Antonelli’s talent is not the only reason he has stood out. There is also his name.
He is known universally in F1 as “Kimi”, probably because his middle name carries obviously heavy resonance.
But although there is motorsport in the family – father Marco is a sports car racer – Antonelli says he was not named after Finnish 2007 world champion Kimi Raikkonen.
“Basically, my parents wanted to give me a second name that would fit well with the first name and the surname, but they didn’t want a second Italian name,” he says. “They wanted something different.
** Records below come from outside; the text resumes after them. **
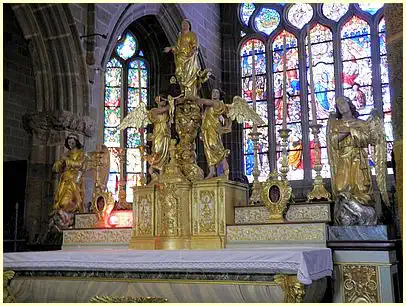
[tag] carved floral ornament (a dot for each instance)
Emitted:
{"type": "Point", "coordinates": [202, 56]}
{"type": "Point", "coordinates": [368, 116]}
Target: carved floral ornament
{"type": "Point", "coordinates": [60, 121]}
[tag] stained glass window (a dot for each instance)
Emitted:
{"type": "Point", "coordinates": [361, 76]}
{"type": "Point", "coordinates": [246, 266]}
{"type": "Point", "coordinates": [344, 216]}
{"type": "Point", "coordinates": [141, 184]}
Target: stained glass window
{"type": "Point", "coordinates": [126, 85]}
{"type": "Point", "coordinates": [267, 20]}
{"type": "Point", "coordinates": [253, 55]}
{"type": "Point", "coordinates": [387, 109]}
{"type": "Point", "coordinates": [335, 11]}
{"type": "Point", "coordinates": [295, 149]}
{"type": "Point", "coordinates": [371, 8]}
{"type": "Point", "coordinates": [321, 40]}
{"type": "Point", "coordinates": [300, 14]}
{"type": "Point", "coordinates": [246, 11]}
{"type": "Point", "coordinates": [345, 68]}
{"type": "Point", "coordinates": [357, 64]}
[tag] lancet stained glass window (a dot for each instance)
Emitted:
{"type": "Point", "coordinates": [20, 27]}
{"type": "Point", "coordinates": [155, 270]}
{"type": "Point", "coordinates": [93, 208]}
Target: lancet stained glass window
{"type": "Point", "coordinates": [349, 67]}
{"type": "Point", "coordinates": [126, 85]}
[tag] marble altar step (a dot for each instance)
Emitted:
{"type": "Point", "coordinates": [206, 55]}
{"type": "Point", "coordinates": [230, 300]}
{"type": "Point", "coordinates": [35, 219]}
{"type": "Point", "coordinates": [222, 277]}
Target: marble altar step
{"type": "Point", "coordinates": [124, 218]}
{"type": "Point", "coordinates": [297, 212]}
{"type": "Point", "coordinates": [96, 238]}
{"type": "Point", "coordinates": [290, 234]}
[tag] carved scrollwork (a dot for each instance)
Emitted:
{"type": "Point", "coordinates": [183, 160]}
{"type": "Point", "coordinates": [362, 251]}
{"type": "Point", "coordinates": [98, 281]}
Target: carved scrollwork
{"type": "Point", "coordinates": [360, 284]}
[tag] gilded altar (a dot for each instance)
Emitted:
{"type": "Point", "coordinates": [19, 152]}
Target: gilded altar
{"type": "Point", "coordinates": [185, 215]}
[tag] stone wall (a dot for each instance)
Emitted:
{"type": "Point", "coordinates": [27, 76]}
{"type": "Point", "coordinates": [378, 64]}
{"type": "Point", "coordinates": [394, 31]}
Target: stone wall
{"type": "Point", "coordinates": [18, 88]}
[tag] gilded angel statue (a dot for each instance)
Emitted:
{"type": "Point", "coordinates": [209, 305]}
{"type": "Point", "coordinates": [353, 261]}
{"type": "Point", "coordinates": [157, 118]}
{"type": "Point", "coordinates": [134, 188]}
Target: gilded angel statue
{"type": "Point", "coordinates": [348, 139]}
{"type": "Point", "coordinates": [188, 71]}
{"type": "Point", "coordinates": [159, 117]}
{"type": "Point", "coordinates": [217, 119]}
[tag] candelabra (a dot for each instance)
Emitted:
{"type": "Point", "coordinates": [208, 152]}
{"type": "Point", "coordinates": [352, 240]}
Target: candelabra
{"type": "Point", "coordinates": [319, 191]}
{"type": "Point", "coordinates": [256, 186]}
“A really good friend of ours, his name is Enrico Bertaggia, he has a background of racing. (Bertaggia was entered in eight grands prix for back-of-the-grid teams between 1989-92). He decided to name me Kimi. My parents said: ‘Yeah, it sounds great.’ And so I got named.”
Antonelli says he understands why everyone calls him Kimi, rather than his actual first name.
“It is more natural,” he says. “It is nice and short. Especially in the world of racing, it is such an iconic name.
“My best friends, my close friends, they all call me Andrea. Also my family.”
Remarkably, Antonelli was born five years after Fernando Alonso made his debut in F1 in 2001, and the two will be on the same grid as each other this year.
Antonelli says it is “a privilege” to share the F1 grid with drivers such as Hamilton and Fernando Alonso.
And there are other historical resonances about Antonelli. He says his hero growing up was three-time world champion Ayrton Senna, and coincidentally there is something of the legendary Brazilian in Antonelli’s looks.
“Yeah, (people) told me that,” he says. “I don’t really like being compared because I think you know every person has his own personality but he is my idol, he is my reference, so it would be cool just to achieve even little part of what he achieved in his whole career.”